Behold the Wonderwerk cave in South Africa, yet another place on my travel bucket list and also an archaeological site giving evidence for one of the most important inventions humans ever came up with: cooking.
Ashes and bone fragments from Wonderwerk have been found from a million years ago, suggesting that our distant relatives, Homo Erectus, were using fire to cook their food at that time. This evidence goes along with the primatologist Richard Wangham’s thesis that cooking is responsible for enormous physiological changes to the human brain.
About 1.9 million years ago the evolutionary trajectory of hominins (our family of primates) underwent great transitions — our teeth and guts got smaller in proportion to our brains, which got exponentially larger. But brains are metabolically expensive and cost a lot of calories.
Also around this time, we were needing our bigger human brains ever more, because we were increasingly dependent on being sociable (sociability=big brains).

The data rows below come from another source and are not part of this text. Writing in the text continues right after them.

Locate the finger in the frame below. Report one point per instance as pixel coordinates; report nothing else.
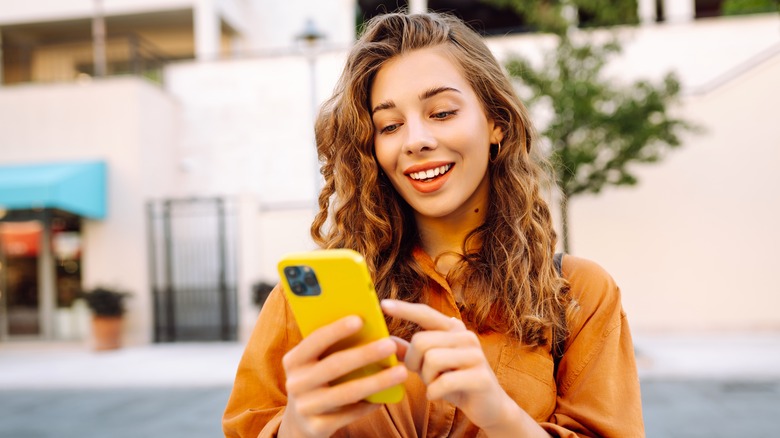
(332, 398)
(318, 341)
(421, 314)
(401, 346)
(318, 374)
(442, 360)
(422, 342)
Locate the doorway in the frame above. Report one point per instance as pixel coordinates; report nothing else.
(40, 275)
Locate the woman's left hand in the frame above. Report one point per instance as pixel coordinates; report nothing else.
(449, 359)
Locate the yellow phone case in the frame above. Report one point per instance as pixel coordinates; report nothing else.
(342, 286)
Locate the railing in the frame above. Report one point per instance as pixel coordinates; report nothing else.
(73, 60)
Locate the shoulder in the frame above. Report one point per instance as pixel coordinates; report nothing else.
(595, 291)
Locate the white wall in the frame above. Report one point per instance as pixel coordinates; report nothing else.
(694, 246)
(128, 123)
(247, 125)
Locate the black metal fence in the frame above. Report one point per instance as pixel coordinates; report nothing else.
(192, 244)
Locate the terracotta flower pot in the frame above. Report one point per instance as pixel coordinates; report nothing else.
(107, 331)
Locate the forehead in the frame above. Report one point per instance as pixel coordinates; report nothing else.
(415, 72)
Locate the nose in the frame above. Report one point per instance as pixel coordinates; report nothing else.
(418, 138)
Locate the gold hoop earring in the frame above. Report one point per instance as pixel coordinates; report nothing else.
(495, 149)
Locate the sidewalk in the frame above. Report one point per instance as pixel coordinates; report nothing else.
(76, 366)
(732, 356)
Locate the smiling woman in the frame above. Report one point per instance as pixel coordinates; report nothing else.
(431, 174)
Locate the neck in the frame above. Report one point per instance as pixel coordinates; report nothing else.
(444, 236)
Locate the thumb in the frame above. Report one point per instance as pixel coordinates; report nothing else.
(401, 346)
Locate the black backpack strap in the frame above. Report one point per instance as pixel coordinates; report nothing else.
(559, 342)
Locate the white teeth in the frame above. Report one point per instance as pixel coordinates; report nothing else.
(430, 173)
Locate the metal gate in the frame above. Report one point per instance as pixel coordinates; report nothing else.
(192, 247)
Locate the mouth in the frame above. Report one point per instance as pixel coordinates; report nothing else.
(431, 174)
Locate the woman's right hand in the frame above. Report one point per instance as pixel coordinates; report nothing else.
(316, 409)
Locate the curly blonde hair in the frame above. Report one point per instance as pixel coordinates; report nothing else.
(519, 290)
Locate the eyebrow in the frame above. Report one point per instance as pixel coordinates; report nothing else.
(427, 94)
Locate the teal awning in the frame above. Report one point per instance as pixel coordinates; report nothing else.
(76, 187)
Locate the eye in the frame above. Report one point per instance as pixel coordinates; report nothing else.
(443, 115)
(389, 128)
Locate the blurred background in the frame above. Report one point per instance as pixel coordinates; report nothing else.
(163, 150)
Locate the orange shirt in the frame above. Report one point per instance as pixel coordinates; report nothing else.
(596, 391)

In fact, human infants must transition away from a purely breastfed diet much earlier than other primates do relative to their lifespans. After a year, we need to have our diets supplemented with other foods in order to keep up our brain development. And human infants and babies can’t feed themselves — we need a whole social network of mothers and relatives and friends to make this feeding possible. So much social coordination requires big brains.

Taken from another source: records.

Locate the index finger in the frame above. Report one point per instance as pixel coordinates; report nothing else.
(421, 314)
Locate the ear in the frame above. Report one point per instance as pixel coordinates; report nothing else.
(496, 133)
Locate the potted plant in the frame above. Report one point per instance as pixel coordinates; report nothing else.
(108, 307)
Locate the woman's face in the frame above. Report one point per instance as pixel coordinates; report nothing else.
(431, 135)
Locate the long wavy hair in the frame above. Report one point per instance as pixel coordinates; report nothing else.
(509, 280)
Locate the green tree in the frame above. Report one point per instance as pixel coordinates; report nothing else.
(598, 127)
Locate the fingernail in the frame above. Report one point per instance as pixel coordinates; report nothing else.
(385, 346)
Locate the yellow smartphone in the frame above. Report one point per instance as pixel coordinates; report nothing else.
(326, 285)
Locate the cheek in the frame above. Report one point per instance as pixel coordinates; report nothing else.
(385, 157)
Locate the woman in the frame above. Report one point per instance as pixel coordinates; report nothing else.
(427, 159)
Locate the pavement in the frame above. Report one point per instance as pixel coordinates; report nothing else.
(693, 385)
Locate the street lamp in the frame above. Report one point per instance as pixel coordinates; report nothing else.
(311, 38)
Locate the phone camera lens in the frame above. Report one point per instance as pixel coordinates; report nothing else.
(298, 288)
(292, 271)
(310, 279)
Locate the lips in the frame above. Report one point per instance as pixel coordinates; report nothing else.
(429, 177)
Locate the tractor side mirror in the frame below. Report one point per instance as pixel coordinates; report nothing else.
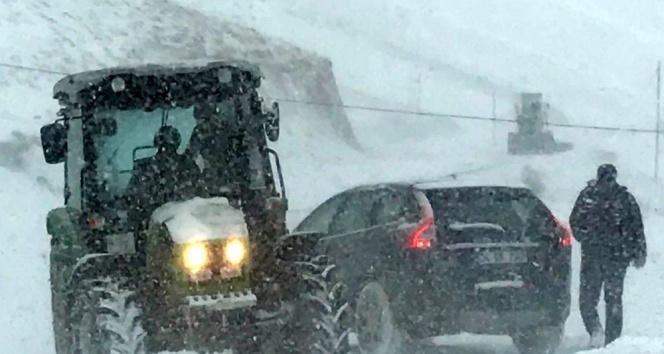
(272, 122)
(54, 142)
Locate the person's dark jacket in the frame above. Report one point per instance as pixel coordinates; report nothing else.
(606, 220)
(166, 177)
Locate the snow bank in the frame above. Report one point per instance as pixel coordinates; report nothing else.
(201, 219)
(82, 36)
(25, 324)
(631, 345)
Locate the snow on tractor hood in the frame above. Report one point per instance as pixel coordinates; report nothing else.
(201, 219)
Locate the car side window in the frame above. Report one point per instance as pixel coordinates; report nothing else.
(353, 215)
(390, 206)
(319, 220)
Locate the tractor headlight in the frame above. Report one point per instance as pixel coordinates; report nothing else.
(195, 257)
(235, 251)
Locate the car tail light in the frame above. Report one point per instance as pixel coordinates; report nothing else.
(567, 238)
(422, 236)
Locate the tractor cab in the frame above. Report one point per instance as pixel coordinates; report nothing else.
(112, 120)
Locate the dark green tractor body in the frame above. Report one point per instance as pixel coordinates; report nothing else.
(200, 271)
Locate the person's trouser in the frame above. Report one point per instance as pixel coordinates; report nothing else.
(594, 274)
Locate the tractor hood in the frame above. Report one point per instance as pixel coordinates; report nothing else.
(201, 219)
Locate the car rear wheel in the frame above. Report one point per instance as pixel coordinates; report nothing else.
(375, 328)
(539, 340)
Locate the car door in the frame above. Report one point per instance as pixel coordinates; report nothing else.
(345, 232)
(318, 221)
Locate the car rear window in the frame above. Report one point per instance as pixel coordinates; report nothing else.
(510, 208)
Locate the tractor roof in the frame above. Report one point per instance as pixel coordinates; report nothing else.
(74, 83)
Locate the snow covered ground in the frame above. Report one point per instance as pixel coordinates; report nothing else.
(594, 61)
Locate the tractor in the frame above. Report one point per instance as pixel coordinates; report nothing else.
(173, 231)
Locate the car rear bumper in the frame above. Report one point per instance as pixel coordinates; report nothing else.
(443, 301)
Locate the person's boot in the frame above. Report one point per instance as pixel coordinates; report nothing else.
(597, 338)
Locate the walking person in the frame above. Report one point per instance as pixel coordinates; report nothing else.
(606, 221)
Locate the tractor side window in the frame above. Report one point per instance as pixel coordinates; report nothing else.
(319, 220)
(134, 140)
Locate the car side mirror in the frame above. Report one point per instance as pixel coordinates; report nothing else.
(272, 126)
(294, 246)
(54, 142)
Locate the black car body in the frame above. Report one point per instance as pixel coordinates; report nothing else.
(480, 259)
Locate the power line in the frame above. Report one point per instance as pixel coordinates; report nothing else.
(393, 110)
(386, 110)
(28, 68)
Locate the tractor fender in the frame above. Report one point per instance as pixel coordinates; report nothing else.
(96, 265)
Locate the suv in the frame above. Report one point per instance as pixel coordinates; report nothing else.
(172, 236)
(418, 261)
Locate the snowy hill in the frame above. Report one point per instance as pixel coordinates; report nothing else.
(449, 57)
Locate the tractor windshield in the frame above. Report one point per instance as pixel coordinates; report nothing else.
(133, 140)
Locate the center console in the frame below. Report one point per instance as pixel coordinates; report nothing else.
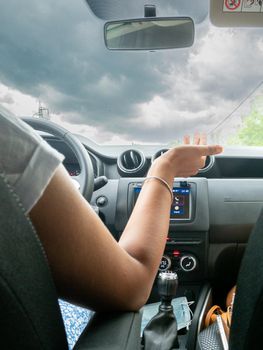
(187, 243)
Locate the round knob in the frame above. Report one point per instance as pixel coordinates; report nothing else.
(188, 263)
(165, 263)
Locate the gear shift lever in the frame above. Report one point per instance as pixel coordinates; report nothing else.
(161, 331)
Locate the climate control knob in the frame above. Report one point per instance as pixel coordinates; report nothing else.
(165, 263)
(188, 263)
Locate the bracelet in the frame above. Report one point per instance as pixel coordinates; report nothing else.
(163, 182)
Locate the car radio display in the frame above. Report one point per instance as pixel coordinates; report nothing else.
(180, 208)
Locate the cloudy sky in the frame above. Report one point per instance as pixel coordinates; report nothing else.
(53, 51)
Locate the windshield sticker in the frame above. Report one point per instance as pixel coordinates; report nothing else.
(243, 6)
(251, 5)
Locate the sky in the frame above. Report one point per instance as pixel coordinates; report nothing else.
(54, 52)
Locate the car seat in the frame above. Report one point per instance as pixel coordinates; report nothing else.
(30, 317)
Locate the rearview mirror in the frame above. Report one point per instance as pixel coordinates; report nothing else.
(149, 33)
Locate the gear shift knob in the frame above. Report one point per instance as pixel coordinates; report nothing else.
(161, 331)
(167, 285)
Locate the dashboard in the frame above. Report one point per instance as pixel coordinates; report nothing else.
(211, 216)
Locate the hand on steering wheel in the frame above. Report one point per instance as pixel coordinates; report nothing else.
(86, 176)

Back to cooking — turns out, cooking food is a great way to be efficient with calories. Cooking denatures proteins and gelatinizes starches, and this makes the calories in food easier to metabolize. Cooking of course also kills pathogens, and many foods can only be eaten after they have been cooked, so that went hand in hand with greater caloric availability.
In this way, the cultural revolution of the invention of cooking might have gone hand-in-hand with the physical evolution of the enlargement of the human brain.
Source(s): _New Scientist_ “Every human culture includes cooking – this is how it began,” Graham Lawton, Nov 2016, citing work by Richard Wrangham. _Ancient Bodies, Modern Lives_, Oxford UP, 2010, p 151, Wenda Trevathan, citing work by Gail Kennedy.